The app “has many positive features, including ease of set-up, relatively low cost, and promotion of medication self-management,” the analysis, penned by Alexander G. Logan, MD, and S. Vanita Jassal, MD, of Mount Sinai Hospital and the University of Toronto’s Lunenfeld-Tanenbaum Research Institute, explained. “However, patients also want a system that automatically offers immediate, personalized action messages about achieving or maintaining goals of care and prompts appropriate contact with the health care team, components lacking in Medisafe that may have contributed to its ineffectiveness.” 
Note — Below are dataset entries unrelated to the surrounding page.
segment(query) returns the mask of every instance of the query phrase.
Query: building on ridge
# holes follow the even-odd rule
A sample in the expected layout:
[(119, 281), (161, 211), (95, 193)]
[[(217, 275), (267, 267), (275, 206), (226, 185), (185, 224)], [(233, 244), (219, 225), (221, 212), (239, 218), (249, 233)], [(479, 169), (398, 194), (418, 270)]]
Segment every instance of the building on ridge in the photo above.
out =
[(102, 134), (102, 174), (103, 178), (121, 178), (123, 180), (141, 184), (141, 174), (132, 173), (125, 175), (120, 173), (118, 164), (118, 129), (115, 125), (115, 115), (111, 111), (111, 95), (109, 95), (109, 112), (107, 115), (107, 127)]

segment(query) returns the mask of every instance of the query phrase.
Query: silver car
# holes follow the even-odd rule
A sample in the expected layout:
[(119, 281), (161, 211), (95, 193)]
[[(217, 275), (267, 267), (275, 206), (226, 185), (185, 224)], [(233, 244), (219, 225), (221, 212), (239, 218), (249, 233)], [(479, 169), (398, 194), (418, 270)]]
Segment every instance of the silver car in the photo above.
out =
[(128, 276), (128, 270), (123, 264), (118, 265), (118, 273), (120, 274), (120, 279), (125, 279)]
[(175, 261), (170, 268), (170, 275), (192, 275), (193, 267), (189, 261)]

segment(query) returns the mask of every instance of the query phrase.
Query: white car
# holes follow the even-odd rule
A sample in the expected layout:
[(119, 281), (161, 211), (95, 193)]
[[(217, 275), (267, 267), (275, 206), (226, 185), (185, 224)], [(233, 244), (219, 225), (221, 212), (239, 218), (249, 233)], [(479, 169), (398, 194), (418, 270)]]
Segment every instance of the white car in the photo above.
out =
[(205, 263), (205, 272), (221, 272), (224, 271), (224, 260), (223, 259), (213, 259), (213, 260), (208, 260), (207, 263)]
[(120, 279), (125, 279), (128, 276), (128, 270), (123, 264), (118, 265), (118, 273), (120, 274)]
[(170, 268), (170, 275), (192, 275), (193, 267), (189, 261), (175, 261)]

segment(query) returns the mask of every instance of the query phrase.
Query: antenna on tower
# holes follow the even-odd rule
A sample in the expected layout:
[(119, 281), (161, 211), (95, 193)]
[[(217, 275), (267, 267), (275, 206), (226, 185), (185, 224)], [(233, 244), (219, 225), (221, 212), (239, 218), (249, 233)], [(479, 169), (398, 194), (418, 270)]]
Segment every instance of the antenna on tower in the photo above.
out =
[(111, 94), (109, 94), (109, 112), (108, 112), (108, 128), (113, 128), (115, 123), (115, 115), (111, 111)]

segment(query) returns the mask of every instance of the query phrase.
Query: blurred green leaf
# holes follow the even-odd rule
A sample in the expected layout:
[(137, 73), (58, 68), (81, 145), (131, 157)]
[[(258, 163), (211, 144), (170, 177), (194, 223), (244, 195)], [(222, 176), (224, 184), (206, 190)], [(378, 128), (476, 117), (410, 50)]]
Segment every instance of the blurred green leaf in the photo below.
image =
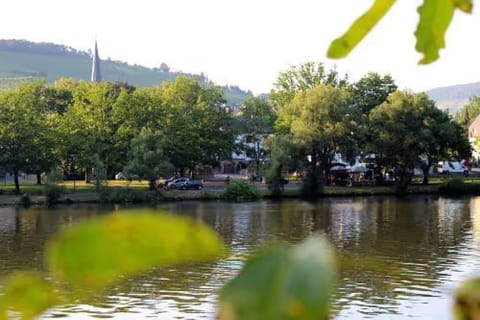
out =
[(267, 249), (220, 293), (221, 320), (327, 319), (335, 267), (327, 240)]
[(346, 57), (375, 27), (394, 3), (395, 0), (376, 0), (372, 7), (358, 18), (344, 35), (330, 44), (327, 56), (329, 58)]
[(473, 0), (453, 0), (453, 5), (465, 13), (472, 13)]
[(47, 247), (50, 270), (61, 280), (101, 288), (158, 266), (211, 260), (224, 252), (221, 240), (193, 220), (130, 211), (80, 222)]
[(0, 319), (8, 319), (7, 311), (18, 312), (22, 319), (33, 319), (55, 306), (59, 297), (52, 286), (33, 272), (16, 272), (0, 296)]
[(480, 279), (463, 283), (455, 294), (455, 320), (480, 319)]
[(417, 38), (415, 48), (423, 53), (420, 64), (434, 62), (439, 57), (439, 50), (445, 48), (445, 32), (455, 12), (453, 2), (452, 0), (424, 0), (423, 5), (418, 8), (420, 22), (415, 31)]

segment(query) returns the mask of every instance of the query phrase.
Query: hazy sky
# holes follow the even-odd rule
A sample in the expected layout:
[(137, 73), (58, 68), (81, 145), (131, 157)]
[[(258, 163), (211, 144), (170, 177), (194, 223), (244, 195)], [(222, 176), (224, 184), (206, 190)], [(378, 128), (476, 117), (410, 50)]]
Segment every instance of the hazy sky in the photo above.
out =
[(55, 42), (102, 59), (204, 72), (218, 84), (268, 92), (280, 71), (307, 61), (336, 66), (357, 80), (390, 73), (415, 91), (480, 81), (478, 15), (457, 13), (447, 48), (418, 66), (413, 32), (417, 0), (399, 0), (346, 59), (329, 60), (329, 43), (372, 0), (6, 0), (0, 38)]

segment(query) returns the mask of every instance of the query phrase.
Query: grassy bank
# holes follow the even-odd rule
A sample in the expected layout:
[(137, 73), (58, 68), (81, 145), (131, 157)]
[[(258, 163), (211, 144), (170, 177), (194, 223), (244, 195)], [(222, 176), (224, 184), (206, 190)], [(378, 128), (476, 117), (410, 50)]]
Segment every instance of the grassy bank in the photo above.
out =
[[(60, 184), (65, 193), (60, 198), (59, 203), (142, 203), (159, 201), (187, 201), (187, 200), (223, 200), (224, 189), (222, 187), (207, 188), (204, 190), (160, 190), (158, 192), (148, 190), (147, 181), (107, 181), (100, 191), (95, 184), (85, 183), (83, 181), (64, 182)], [(300, 198), (300, 183), (291, 183), (287, 185), (284, 192), (284, 198)], [(271, 198), (270, 193), (263, 184), (257, 184), (259, 198)], [(45, 204), (43, 195), (44, 186), (36, 184), (21, 185), (22, 194), (28, 194), (32, 204)], [(15, 187), (13, 184), (4, 184), (0, 186), (0, 205), (16, 205), (20, 197), (15, 196)], [(395, 195), (395, 186), (327, 186), (320, 196), (327, 197), (351, 197), (351, 196), (379, 196)], [(421, 185), (419, 181), (409, 187), (408, 194), (480, 194), (480, 179), (478, 177), (437, 177), (430, 180), (429, 185)]]

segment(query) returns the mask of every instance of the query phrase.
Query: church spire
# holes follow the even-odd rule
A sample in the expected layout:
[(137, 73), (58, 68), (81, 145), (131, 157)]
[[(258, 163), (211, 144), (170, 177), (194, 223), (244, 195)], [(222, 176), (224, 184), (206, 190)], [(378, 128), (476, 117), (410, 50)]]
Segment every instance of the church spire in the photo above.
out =
[(92, 82), (101, 82), (102, 73), (100, 72), (100, 56), (98, 55), (97, 40), (95, 40), (95, 52), (92, 60)]

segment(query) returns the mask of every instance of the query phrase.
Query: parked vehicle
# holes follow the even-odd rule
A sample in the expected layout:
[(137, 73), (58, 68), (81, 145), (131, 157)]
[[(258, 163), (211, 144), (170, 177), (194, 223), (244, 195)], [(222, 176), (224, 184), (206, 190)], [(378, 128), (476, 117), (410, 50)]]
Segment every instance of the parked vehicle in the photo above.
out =
[(115, 175), (115, 180), (140, 180), (140, 177), (128, 172), (119, 172)]
[(438, 163), (438, 173), (441, 174), (464, 174), (468, 175), (468, 168), (458, 161), (441, 161)]
[(185, 181), (181, 186), (180, 190), (200, 190), (203, 188), (203, 183), (200, 180), (188, 180)]
[(167, 189), (179, 189), (185, 182), (190, 181), (190, 179), (181, 177), (181, 178), (176, 178), (173, 181), (170, 181), (167, 183), (166, 188)]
Morawski’s study tracked 411 participants diagnosed with uncontrolled hypertension for 12 weeks, and split them up into a control group and a group using the Medisafe app. At the end of that 12-week time period, the group using the app saw a significant increase in self-reported medication adherence, but no significant change in mean systolic blood pressure.

Morawski pointed out that the app enables users to manage their medications and even connect with peers for support, but it doesn’t include the clinician. As a result, he questioned whether self-reported medication management and adherence numbers were accurate.

“While the tool we used has been validated and extensively used, self-reported questionnaires are subject to social desirability bias and may overestimate true adherence,” he noted. “As such, after exposure to an app that very clearly encouraged adherence, intervention arm participants may have been more likely to report being adherent without actually changing their medication-taking behavior.”

The challenge, then, lies in improving self-management and making it clinically relevant. Morawski noted that previous studies connecting an mHealth app with personalized interventions from a nurse or doctor – perhaps through a text message or e-mail – did result in improved blood readings among participants.

“It is important to note, however, that using apps in the context of clinical care and relying on physicians to interact with patients for them to work is resource intensive and undercuts the efficiencies of stand-alone tools to aid patients in self-management,” he added.

In their analysis, Logan and Jassal said the study proves that simply having a consumer-friendly app won’t guarantee effectiveness. It has to include the care team in the conversation in a way that doesn’t strain provider workflows but does put the use at the center of a personalized management plan.

“The rapid growth of mHealth technology has brought into focus the challenges facing its integration into the health care system,” they wrote. “Once an effective, patient-centered mHealth application has been identified, physician and health system barriers still need to be addressed.”

“With these challenges in mind, the study by Morawski et al is pertinent, timely, and of interest because it reminds us of the strengths and limitations of current ‘state-of-the-art’ of mHealth interventions,” they concluded. “We believe, as many do, that mHealth developments will continue to grow and play an exciting role in empowering individuals to become more knowledgeable consumers and active decision-makers and in finding safe, efficient, and cost-effective solutions that strengthen the care loop between patients and their health care professionals.”